Chi to suna est assurément un film à voir dans le cinéma de guerre japonais. Okamoto est lui-même un vétéran japonais de la Seconde Guerre mondiale, où il a servi dans l'aviation. Un tiers de sa filmographie ou presque est ainsi consacrée aux films de guerre. Il a connu son apogée dans les années 1960.





Ce film est produit par Toshiro Mifune, l'acteur qui joue le rôle du sergent Yosugi. Le choix du lieu, le nord de la Chine (Mandchourie ?), indiqué dès le début du film, met déjà le spectateur dans l'ambiance, ainsi que la première séquence : on est parmi les troupes japonaises à la toute fin du conflit, harcelées par la guérilla communiste chinoise, aux confins de la "sphère de coprospérité"... Ce n'est que bien plus tard qu'un personnage annonce que l'on se trouve "2 ou 3 jours après l'invasion soviétique de la Mandchourie", soit autour du 11-12 août 1945.



Le réalisateur parvient à un tour de force, certes centré sur Mifune, mais qui ne laisse aucun des personnages trop caricatural. Le sergent Yogusi est le sous-officier charismatique, qui transforme en soldats des novices : mais un lourd secret le motive dans sa tâche, qu'on ne découvre qu'à la toute fin du film. Sakuma, présenté de prime abord comme l'officier impitoyable, se révèle en fait plus partagé. Mais le fil de l'action repose sur la fanfare : les 14 jeunes Japonais passionnés de musique et qui n'ont jamais tiré un coup de feu, comme le montre la première séquence où ils jouent du jazz de Louis Armstrong en arrivant au fort, avant de se disperser au premier coup de feu de la guérilla. Okamoto, passionné de musique, joue sur les hommes de la fanfare, dont la camaraderie en musique, entretenue par le sergent Yosugi, va en faire de redoutables combattants.
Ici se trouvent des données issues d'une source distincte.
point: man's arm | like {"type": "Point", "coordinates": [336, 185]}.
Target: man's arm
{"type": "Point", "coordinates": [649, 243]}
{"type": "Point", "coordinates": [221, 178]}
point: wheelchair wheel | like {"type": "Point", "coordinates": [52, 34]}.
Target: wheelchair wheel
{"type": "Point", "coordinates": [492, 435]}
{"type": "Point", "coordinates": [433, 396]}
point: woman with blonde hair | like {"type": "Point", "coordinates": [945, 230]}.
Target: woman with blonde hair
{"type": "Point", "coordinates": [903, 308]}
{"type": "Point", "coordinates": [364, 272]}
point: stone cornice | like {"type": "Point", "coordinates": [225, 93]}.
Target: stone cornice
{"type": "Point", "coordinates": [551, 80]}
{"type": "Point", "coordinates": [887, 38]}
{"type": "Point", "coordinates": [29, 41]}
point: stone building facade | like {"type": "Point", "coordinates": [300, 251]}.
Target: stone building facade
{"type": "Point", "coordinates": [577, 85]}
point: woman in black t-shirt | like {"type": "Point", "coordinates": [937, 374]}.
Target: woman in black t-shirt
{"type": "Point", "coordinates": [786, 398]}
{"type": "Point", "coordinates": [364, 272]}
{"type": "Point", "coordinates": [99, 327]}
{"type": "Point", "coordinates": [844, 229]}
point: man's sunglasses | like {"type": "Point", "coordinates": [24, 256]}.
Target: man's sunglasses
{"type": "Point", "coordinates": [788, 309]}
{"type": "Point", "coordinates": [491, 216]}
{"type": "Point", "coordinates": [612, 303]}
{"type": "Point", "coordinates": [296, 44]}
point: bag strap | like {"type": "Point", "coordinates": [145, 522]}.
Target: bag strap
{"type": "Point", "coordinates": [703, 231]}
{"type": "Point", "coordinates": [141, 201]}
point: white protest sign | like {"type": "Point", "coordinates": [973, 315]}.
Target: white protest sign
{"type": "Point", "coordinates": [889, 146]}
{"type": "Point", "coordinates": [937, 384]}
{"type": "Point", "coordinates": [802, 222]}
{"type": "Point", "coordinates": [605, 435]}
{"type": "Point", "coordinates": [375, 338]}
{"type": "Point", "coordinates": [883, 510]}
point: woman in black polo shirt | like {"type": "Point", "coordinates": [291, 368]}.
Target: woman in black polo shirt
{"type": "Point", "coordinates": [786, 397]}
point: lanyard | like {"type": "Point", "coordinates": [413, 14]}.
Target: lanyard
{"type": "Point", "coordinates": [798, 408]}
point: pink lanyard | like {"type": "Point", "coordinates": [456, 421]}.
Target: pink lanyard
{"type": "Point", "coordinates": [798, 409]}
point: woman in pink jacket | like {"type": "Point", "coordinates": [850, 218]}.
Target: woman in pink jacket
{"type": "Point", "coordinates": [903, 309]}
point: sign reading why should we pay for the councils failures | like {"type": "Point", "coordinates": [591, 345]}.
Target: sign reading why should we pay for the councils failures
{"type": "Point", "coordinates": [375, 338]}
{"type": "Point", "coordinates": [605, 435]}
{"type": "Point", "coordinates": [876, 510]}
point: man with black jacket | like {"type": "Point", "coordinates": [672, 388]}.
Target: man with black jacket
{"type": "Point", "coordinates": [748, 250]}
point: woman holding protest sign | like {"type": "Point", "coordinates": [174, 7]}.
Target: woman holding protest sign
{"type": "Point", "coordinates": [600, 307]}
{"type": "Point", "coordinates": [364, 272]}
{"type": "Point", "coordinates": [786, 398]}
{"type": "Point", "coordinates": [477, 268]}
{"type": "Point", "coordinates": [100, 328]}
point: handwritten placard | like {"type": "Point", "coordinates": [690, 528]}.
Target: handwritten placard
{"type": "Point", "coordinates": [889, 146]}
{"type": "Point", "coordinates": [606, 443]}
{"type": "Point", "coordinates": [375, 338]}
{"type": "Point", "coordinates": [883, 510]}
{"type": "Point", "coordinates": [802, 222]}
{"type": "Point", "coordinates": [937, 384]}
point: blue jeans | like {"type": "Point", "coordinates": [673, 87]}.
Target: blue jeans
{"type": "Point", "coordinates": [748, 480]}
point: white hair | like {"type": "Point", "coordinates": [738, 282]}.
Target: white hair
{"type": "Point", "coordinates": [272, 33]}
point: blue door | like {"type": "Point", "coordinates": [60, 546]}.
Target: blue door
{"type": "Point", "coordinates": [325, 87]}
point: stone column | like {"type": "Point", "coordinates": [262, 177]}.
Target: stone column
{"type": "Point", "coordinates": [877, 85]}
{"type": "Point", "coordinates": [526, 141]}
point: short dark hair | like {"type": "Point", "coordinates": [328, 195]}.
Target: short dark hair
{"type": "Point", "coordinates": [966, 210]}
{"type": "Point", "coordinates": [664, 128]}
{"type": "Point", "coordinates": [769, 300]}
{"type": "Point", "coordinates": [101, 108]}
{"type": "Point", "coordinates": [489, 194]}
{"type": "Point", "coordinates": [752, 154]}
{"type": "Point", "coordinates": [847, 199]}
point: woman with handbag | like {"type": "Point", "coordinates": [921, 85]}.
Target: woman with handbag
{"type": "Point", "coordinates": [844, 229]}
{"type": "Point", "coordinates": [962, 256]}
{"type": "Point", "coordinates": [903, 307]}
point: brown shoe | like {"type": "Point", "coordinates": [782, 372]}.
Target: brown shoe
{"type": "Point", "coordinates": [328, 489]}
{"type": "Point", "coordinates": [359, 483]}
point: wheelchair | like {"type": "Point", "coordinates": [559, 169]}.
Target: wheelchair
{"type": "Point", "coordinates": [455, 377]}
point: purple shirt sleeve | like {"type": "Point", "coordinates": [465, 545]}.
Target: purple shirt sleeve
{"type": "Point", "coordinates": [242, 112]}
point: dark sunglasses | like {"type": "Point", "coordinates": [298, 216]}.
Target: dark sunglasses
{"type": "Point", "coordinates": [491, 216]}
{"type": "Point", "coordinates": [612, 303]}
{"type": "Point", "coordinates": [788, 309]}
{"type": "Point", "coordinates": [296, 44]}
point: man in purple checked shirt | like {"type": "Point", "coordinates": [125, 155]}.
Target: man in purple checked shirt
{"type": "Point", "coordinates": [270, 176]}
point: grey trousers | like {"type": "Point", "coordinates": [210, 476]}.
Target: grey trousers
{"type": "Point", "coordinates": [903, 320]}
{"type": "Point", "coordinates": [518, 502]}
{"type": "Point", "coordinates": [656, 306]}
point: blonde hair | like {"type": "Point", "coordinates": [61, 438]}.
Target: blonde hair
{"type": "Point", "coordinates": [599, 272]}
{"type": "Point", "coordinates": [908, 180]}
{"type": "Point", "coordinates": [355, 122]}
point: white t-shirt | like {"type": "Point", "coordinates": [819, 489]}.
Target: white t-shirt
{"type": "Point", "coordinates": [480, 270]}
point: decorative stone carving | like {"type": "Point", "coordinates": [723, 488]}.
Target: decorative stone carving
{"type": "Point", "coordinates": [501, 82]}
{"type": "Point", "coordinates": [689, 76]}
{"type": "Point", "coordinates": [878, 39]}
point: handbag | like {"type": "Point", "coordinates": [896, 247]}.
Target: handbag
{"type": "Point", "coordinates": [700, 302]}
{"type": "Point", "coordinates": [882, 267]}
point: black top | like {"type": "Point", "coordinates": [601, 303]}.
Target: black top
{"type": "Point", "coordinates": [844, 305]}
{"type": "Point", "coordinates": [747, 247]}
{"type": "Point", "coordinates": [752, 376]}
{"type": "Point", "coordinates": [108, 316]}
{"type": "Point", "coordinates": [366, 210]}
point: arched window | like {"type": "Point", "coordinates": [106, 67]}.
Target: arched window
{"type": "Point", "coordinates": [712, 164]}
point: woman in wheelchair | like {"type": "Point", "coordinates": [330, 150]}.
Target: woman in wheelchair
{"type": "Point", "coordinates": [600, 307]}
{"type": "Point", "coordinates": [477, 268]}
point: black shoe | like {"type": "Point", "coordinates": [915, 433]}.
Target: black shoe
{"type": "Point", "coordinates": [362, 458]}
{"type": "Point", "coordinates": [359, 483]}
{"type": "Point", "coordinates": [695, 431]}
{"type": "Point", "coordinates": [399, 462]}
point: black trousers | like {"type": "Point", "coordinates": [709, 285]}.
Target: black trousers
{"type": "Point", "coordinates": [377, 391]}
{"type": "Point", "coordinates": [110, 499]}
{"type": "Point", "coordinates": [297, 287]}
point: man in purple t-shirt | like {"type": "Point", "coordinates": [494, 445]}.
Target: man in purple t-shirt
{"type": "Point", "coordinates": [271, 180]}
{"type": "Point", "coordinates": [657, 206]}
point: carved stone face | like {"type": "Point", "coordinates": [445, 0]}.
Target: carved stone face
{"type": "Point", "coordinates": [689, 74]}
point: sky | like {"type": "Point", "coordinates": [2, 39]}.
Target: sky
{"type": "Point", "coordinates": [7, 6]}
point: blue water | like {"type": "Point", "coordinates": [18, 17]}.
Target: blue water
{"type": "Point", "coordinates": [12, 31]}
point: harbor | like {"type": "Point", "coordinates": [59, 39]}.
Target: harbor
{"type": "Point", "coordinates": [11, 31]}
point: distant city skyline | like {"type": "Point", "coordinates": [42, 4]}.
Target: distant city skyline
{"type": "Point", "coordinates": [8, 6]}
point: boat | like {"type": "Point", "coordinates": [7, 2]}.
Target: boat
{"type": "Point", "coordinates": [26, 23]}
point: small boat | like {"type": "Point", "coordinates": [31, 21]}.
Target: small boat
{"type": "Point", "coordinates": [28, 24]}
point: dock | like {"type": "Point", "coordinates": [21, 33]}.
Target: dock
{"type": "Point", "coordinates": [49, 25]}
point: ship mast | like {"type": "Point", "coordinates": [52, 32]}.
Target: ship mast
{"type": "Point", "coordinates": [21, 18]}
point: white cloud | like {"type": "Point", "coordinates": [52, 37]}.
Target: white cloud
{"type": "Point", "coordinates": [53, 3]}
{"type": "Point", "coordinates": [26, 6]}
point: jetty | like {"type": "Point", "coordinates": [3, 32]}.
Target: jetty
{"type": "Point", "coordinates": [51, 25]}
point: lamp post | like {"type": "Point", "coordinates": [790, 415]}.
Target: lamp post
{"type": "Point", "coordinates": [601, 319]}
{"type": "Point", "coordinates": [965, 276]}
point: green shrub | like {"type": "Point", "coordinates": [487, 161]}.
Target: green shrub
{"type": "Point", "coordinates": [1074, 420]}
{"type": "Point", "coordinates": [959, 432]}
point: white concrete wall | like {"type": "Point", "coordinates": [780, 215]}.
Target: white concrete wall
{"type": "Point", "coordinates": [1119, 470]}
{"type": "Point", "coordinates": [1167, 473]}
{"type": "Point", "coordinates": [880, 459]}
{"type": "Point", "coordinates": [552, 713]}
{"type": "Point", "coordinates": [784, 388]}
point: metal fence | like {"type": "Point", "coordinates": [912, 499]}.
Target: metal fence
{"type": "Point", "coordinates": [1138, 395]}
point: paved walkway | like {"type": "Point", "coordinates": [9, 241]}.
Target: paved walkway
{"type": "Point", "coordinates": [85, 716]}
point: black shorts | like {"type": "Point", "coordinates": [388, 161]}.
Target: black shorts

Le scénario suit un schéma assez classique, mais Okamoto, là encore, parvient à faire un grand film dans la réalisation. Le sergent teigneux prend la tête d'un groupe a priori incapable de remplir sa mission : mais avec un minimum d'entraînement (réaliste, cela se sent dans les scènes concernées) et une tactique bien pensée, le fortin est enlevé. L'astuce d'Okamoto est de se focaliser sur un petit groupe de soldats japonais, ce qui permet de bien travailler les séquences de combat, assez réalistes pour l'époque : la prise du fortin est un modèle du genre. Les vainqueurs ont ensuite à tenir leur prise contre la contre-offensive de la guérilla communiste, même si l'issue ne laisse pas de doute au fur et à mesure que passent les minutes. A noter que l'on devine plutôt qu'autre chose la qualité de l'adversaire : Okamoto mélange d'ailleurs guérilla et véritables troupes régulières, avec uniforme, côté chinois. Le traitement de l'ennemi peut paraître assez hors de propos avec ce que l'on sait désormais du comportement de la troupe japonaise pendant la guerre : le réalisateur ne montre ainsi qu'un seul prisonnier, non maltraité. De même, le bordel du fort et la prostituée qui suit en permanence Yosugi sont japonais, ce qui permet d'éviter les questions sensibles des "femmes de réconfort"étrangères... et pourtant, en présentant des soldats japonais qui ont déserté pour rejoindre la guérilla communiste, par la dose d'humour introduite avec le jazz et le comportement burlesque de certains soldats japonais, et par la désobéissance des hommes à la stricte discipline militaire, Okamoto semble vouloir réhabiliter quelque part les oubliés du conflit sino-japonais, les simples soldats et les Chinois eux-mêmes. D'ailleurs, ce combat pour un fortin perdu à la veille de la capitulation (cf la dernière scène), les Japonais subissant un siège alors que le gros de la garnison se replie sans eux, traduit une vision très négative de la guerre chez le réalisateur, probablement liée à son expérience du conflit.